What the leaders really mean, and should say, for it is indictment enough, is that the economy of depression shows forth the hollowness of the ideal known as free competition. In prosperous times, the efficient farmer is willing to reap his reward in a greater profit margin, and will tolerate the selfgratulatory gabble of his inferiors so long as his own sales volume is unimpaired. But when price becomes a sharp issue, he is wont to maintain his volume at their expense, which is what is meant by free competition. Immediately the hinds call treason, puncture the tires of his trucks, and attempt to root him from their community.

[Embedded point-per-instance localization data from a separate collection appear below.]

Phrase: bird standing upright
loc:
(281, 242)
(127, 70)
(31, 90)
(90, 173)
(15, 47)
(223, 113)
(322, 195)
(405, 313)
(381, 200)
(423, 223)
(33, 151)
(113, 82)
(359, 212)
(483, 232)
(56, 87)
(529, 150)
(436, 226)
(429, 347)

It is improbable that our present agricultural structure could survive free competition--the pulmotor must constantly be applied in the form of grants and subsidies, for so many farmers are thumbing their noses at economy by keeping milch cows and using stubbly lands that the others could not supply our needs. The only intelligent capitalist solution has been advanced by Mr. H. L. Mencken; since the farmers are obviously not up to the serious business of feeding us cheaply, they should be made hired labourers, and the agricultural system owned and managed by competing corporations, much as in mining or the manufacture of cloth. In a time of depression, even such corporations as these would be hard hit, but they would be more in keeping with the outlines of our business structure and with its implications than the present indeterminate bathos, in which prices are set by the pragmatic conclave of an inefficient majority.
Many objections arise to this view; certainly it is not so intelligent or so human as the communist solution. But it represents what must happen under capitalism. It has happened in every other industrial field, in this land of the free and home of the brave, and agriculture has been the last stronghold against it simply through the multiplicity of its owners and their vast political importance. Mr. Roosevelt, whose whole program is an infelicitous falling between the stools of Marx and Mill, has already had occasion to discover that the capitalists will not brook serious interference in the other parts of their program. Surely they will not suffer him, or his successors, to block them in a path so clear and vital as this. POLLUX.